A Polish Leopard 2PL tank fires during Defender Europe 2022 military exercise of NATO troops including French, American, and Polish troops, amid the Russian aggression against Ukraine, at the military range in Bemowo Piskie, near Orzysz, Poland May 24, 2022./REUTERS/Kacper Pempel/File Photo/

TOP HEADLINES

· Poland says it will ask Germany for permission to send German-made Leopard tanks to Ukraine - and would send them whether or not Berlin agreed as long as other countries did too. Ukraine wants the tanks to help it break through Russian lines and recapture territory. READ MORE BELOW

· Kharkiv Governor Oleh Synyehubov says Russian forces shelled several towns and villages in the northeastern region in the previous 24 hours, killing a 67-year-old woman and leaving another resident wounded.

· Russia's foreign intelligence service (SVR) has accused Ukraine of storing Western-supplied arms at nuclear power stations across the country, an allegation dismissed as untrue by a senior Ukrainian official.

· Russia's foreign minister Sergey Lavrov says Russia was willing to negotiate with Ukraine in the early months of the war, but the U.S. and other Western nations advised Kyiv against holding talks.

· Russia and Estonia have downgraded their diplomatic relations and expelled each other's ambassadors after Moscow accused Tallinn of anti-Russian policies. Latvia also expelled Russia's ambassador in solidarity with Estonia.

· The head of President Volodymyr Zelenskyy's party says corrupt Ukrainian officials will be jailed, after a deputy infrastructure minister was held on suspicion of graft and a newspaper accused the military of overpaying suppliers.

IN DETAIL

Poland said on Monday it would ask Germany for permission to send Leopard tanks to Ukraine - and would send them whether or not Berlin agreed as long as other countries did too.
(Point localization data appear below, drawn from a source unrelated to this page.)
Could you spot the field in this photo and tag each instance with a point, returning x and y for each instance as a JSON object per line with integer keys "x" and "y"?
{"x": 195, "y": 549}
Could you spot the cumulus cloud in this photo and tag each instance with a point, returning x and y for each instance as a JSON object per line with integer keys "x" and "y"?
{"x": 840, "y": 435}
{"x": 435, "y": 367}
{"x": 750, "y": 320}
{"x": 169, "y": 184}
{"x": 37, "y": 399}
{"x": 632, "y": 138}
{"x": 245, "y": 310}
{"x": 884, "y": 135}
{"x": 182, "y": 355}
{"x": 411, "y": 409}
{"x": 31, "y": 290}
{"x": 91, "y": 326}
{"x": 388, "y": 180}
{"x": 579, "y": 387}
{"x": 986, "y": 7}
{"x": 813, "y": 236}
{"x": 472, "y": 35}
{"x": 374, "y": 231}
The Kyiv government wants the German-made Leopard 2, one of the most widely used Western tanks, to help it break through Russian lines and recapture territory this year.

Germany, which must approve re-exports of the Leopard, has held back, wary of moves that could cause Moscow to escalate, and says other NATO countries have yet to formally ask to re-export them.
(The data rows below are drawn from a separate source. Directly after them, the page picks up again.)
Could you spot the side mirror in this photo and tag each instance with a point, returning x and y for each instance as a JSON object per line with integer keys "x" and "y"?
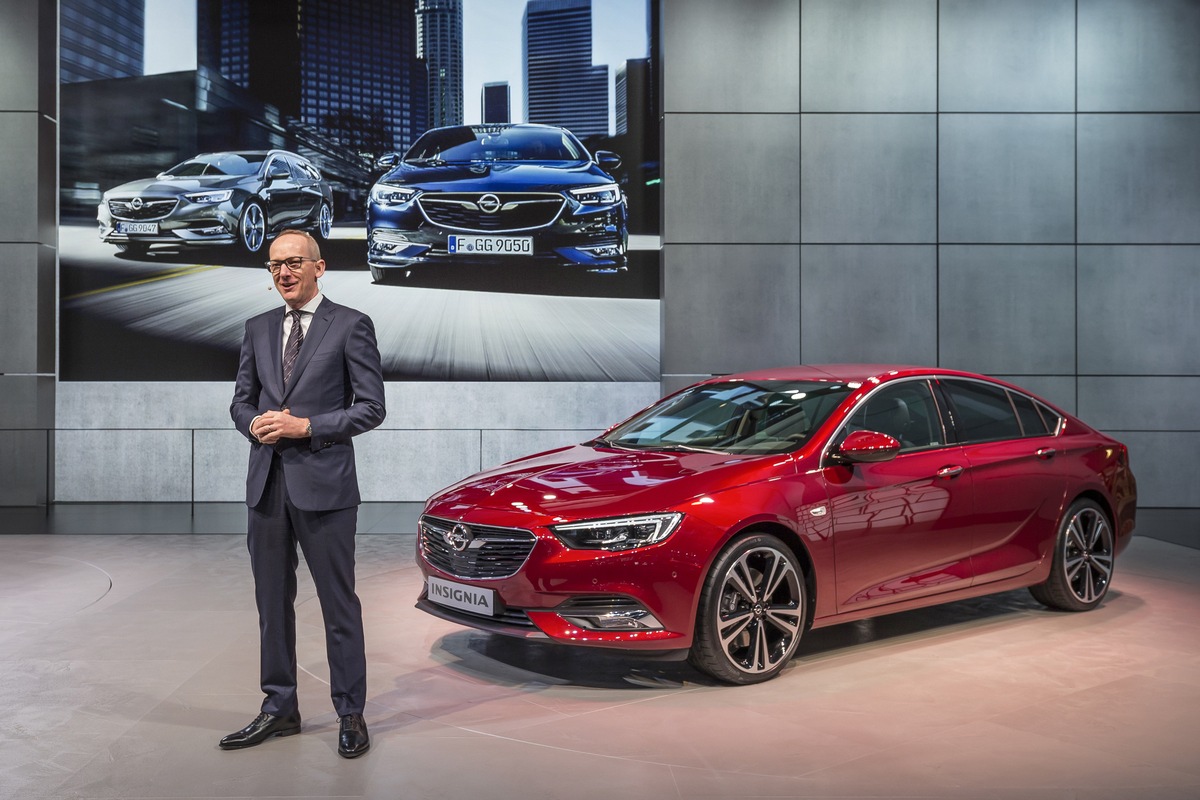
{"x": 607, "y": 160}
{"x": 868, "y": 446}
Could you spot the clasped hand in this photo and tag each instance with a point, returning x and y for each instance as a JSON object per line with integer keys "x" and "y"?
{"x": 273, "y": 426}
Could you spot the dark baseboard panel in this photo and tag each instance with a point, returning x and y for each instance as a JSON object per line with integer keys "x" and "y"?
{"x": 175, "y": 518}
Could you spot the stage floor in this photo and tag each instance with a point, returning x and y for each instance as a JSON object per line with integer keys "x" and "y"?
{"x": 125, "y": 659}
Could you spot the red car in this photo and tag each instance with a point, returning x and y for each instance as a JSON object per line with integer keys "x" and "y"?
{"x": 730, "y": 517}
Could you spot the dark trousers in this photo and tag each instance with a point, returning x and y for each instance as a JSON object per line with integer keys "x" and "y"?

On Sunday, German Foreign Minister Annalena Baerbock said Berlin would not stand in Poland's way, but Warsaw's call for a coalition signaled any transfer was still some way off.

Western countries have committed billions of dollars in new military aid to Ukraine in recent days: on Monday, European Union foreign ministers agreed to release their latest tranche, worth 500 million euros ($545 million), three sources said.
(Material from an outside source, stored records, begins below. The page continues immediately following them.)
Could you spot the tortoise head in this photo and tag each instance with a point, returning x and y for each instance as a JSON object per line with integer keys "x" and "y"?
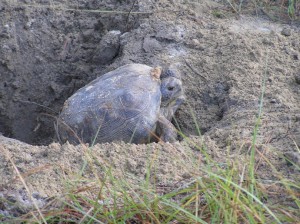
{"x": 171, "y": 86}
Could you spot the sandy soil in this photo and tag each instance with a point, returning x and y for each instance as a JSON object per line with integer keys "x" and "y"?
{"x": 48, "y": 52}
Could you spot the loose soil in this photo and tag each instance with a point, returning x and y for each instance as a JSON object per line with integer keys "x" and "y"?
{"x": 50, "y": 51}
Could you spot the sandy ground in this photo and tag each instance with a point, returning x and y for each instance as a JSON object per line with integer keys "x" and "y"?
{"x": 47, "y": 53}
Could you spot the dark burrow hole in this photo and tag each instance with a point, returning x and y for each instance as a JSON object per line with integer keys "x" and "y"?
{"x": 50, "y": 59}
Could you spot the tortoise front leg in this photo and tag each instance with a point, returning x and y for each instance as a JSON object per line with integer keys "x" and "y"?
{"x": 166, "y": 130}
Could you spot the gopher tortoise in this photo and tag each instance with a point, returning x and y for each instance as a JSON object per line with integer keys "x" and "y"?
{"x": 134, "y": 103}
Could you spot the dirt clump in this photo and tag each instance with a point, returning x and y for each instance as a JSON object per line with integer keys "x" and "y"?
{"x": 227, "y": 63}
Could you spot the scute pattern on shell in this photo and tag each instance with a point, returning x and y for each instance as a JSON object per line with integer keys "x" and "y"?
{"x": 123, "y": 104}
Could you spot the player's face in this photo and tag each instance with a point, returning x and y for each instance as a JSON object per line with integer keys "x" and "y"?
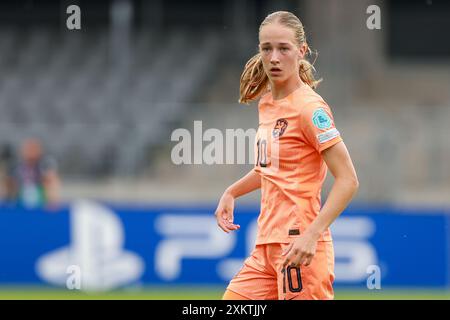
{"x": 279, "y": 52}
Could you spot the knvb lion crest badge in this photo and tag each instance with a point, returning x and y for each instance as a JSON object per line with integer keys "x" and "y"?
{"x": 280, "y": 128}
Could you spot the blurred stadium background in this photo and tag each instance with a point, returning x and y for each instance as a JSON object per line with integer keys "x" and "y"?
{"x": 105, "y": 99}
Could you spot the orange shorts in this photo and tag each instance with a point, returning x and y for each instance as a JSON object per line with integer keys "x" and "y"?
{"x": 262, "y": 277}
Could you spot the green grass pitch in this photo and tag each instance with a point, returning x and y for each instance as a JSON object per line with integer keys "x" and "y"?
{"x": 204, "y": 293}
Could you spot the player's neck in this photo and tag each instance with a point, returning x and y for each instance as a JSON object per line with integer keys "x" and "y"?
{"x": 281, "y": 90}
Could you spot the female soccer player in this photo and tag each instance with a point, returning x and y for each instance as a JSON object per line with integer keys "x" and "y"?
{"x": 295, "y": 144}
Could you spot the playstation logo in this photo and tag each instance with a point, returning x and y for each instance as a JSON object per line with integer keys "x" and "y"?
{"x": 96, "y": 248}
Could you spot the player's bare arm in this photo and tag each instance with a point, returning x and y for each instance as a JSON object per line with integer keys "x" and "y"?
{"x": 224, "y": 212}
{"x": 302, "y": 250}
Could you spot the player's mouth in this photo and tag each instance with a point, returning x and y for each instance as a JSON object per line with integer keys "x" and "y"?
{"x": 275, "y": 71}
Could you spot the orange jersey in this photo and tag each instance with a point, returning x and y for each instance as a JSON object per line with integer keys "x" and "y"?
{"x": 292, "y": 133}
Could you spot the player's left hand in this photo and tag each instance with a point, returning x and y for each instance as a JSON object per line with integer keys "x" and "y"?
{"x": 300, "y": 252}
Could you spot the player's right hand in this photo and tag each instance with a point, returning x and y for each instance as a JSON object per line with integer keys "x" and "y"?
{"x": 224, "y": 213}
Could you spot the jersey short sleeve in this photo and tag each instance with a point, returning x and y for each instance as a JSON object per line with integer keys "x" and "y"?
{"x": 318, "y": 126}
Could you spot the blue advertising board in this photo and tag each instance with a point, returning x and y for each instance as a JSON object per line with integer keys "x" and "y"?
{"x": 117, "y": 246}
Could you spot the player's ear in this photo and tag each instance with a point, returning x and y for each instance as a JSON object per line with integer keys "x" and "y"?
{"x": 302, "y": 49}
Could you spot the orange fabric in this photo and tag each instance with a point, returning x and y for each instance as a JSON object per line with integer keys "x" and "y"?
{"x": 291, "y": 135}
{"x": 261, "y": 277}
{"x": 230, "y": 295}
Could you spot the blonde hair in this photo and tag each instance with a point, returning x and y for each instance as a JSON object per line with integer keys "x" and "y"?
{"x": 254, "y": 80}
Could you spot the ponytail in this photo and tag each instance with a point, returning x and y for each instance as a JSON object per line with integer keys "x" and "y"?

But at both Monday's EU talks in Brussels and last week's meeting of Western defense ministers in Germany, the issue of battle tanks dominated discussions.

"At this point there are no good arguments why battle tanks cannot be provided," Latvian Foreign Minister Edgars Rinkevics said. "The argument of escalation does not work, because Russia continues escalating."

Polish Prime Minister Mateusz Morawiecki, whose country, like Latvia, neighbors Ukraine, said Warsaw would ask Germany for permission to re-export the tanks to Kyiv.

"Even if we did not get this approval... we would still transfer our tanks together with others to Ukraine. The condition for us at the moment is to build at least a small coalition of countries," he said.

Poland has said it would provide a company of Leopards - around 14 - but Morawiecki said a transfer only made sense as part of a brigade - a variable but much larger number. Some 20 countries operate the tank, including Canada, Denmark, Finland, Netherlands, Norway, Austria, Spain, Sweden and Turkey.

Ukraine and Russia are both believed to be planning spring offensives to break the deadlock in what has become a war of attrition in eastern and southern Ukraine as the first anniversary of the conflict nears.